CD1a is a novel target for treatment of psoriatic inflammation. (a) Microscopy of hematoxylin and eosin stained cross-sections of ears applied with Imiquimod (IMQ) for 6 days. Black arrows indicate epidermal thickening. Scale bar: 100 μm. (b) Ear swelling in mice (n = 5 per group) treated as in a. (c) Ear swelling of IMQ-treated wild-type (n = 8), CD1a-tg (n = 8), or CD1a-tg mice injected with anti-CD1a (n = 8) or isotype (n = 6). (d-e) Frequencies of Gr-1^hiCD11b^hi granulocytes and TCR-β⁺CD4⁺ cells among live CD45⁺ cells (d), and absolute cell numbers of IL-17A-, IL-17F-, and IL-22-producing CD4⁺ T cells (e) in ear skins of mice treated as in c (n = 3 per group). (f) Concentration of IL-17A in supernatants from dLN CD4⁺ T cells (n = 3) isolated from mice treated or non-treated with IMQ, and stimulated by plate-bound CD1a loaded with fatty acid (FA), squalene (SQ), wax ester (WE), or triacylglycerol (TAG). (g) Concentration of IL-17A and IL-22 in supernatants from CD45RO⁺ memory T cells isolated from patients with active psoriasis (n = 6), or healthy donors (n = 6), and cocultured with autologous monocyte-derived DCs in the presence of anti-CD1a or isotype.
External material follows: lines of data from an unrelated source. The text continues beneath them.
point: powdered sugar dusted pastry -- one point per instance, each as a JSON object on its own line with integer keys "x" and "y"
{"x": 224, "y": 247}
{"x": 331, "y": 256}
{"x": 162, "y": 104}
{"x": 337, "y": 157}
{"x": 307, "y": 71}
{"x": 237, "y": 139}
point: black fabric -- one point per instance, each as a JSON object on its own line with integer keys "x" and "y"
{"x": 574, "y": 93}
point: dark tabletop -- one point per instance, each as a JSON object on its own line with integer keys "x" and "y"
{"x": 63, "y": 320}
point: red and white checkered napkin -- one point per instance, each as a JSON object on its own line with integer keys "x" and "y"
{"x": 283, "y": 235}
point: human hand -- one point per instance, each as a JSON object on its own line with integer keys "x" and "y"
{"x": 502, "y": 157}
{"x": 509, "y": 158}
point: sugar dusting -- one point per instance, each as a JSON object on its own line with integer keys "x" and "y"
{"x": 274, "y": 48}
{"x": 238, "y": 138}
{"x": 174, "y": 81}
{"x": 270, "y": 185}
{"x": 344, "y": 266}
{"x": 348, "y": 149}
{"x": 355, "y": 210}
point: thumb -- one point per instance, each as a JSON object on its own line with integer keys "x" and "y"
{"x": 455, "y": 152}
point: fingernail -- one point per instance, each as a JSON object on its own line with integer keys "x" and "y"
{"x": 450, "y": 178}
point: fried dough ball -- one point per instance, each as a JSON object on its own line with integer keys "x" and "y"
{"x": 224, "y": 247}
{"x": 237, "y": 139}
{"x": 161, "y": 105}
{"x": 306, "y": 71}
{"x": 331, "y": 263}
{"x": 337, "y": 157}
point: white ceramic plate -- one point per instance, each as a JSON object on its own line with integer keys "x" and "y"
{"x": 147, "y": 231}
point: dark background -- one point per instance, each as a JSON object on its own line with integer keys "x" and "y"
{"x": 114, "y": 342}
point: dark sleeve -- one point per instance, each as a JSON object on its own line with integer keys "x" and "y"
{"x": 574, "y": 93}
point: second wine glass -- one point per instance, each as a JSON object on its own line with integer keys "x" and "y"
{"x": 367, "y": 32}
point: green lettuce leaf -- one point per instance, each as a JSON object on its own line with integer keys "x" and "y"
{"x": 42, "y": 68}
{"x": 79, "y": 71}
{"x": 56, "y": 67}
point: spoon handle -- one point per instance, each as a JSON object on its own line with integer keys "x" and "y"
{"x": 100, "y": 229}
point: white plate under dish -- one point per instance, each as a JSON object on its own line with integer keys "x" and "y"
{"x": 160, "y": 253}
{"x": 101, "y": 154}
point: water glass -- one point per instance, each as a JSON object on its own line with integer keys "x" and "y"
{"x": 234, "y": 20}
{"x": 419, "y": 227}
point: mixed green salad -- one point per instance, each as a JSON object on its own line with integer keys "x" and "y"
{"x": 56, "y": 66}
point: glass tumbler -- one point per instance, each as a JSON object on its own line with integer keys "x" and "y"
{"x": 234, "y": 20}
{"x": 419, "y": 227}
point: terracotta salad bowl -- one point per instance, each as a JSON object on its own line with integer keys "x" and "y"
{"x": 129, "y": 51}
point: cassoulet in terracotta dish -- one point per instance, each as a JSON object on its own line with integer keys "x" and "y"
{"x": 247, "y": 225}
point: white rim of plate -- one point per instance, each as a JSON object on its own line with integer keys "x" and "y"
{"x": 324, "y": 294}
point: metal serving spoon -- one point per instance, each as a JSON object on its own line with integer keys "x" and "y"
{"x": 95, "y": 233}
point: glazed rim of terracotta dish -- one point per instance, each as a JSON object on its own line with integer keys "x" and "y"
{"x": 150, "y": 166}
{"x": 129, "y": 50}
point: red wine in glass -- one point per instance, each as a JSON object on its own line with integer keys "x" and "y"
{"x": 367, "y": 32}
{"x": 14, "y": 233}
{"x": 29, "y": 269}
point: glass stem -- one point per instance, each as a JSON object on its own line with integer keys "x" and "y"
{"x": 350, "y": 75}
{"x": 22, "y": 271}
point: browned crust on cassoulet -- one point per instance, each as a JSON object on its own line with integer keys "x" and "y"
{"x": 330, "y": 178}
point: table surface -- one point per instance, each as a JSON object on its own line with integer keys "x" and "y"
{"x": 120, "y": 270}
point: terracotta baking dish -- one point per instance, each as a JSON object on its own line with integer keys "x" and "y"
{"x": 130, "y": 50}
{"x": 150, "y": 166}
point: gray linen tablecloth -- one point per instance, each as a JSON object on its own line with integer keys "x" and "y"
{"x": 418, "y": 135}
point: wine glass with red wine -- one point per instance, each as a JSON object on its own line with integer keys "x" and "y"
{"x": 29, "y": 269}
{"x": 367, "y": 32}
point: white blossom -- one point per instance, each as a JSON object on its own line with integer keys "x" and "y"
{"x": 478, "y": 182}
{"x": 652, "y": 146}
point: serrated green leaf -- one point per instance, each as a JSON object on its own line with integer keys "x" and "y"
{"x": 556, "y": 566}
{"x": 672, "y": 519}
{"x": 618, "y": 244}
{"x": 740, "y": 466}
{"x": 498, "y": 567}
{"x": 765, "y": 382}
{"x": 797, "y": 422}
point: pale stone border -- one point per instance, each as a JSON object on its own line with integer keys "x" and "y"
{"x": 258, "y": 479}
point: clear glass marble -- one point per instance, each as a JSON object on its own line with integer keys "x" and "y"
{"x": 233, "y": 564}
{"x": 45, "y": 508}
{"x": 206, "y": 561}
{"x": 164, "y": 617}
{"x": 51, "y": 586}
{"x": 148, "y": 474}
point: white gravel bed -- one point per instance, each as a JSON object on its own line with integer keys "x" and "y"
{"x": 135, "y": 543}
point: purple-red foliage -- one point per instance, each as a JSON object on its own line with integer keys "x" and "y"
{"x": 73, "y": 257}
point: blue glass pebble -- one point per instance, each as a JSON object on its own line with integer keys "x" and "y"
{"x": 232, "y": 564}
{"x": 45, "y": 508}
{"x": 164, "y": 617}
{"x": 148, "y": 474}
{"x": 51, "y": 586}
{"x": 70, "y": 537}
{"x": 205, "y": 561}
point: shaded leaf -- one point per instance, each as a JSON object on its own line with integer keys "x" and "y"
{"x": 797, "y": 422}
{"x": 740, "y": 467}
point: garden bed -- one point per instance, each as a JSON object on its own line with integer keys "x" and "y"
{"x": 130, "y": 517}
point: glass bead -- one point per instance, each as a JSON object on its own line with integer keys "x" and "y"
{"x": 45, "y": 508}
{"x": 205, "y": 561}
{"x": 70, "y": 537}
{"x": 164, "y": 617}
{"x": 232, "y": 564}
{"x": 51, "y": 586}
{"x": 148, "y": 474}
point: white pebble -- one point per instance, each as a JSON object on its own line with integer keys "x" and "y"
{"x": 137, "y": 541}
Each symbol represents an individual subject (b,e,g). Data shown are the mean ± s.e.m. * P<0.05, ** P<0.01, *** P<0.001, **** P<0.0001, using unpaired t-test (b,f), two-way ANOVA (c), and one-way ANOVA (e,g). Data are representative of five (b), or three independent experiments (c-f).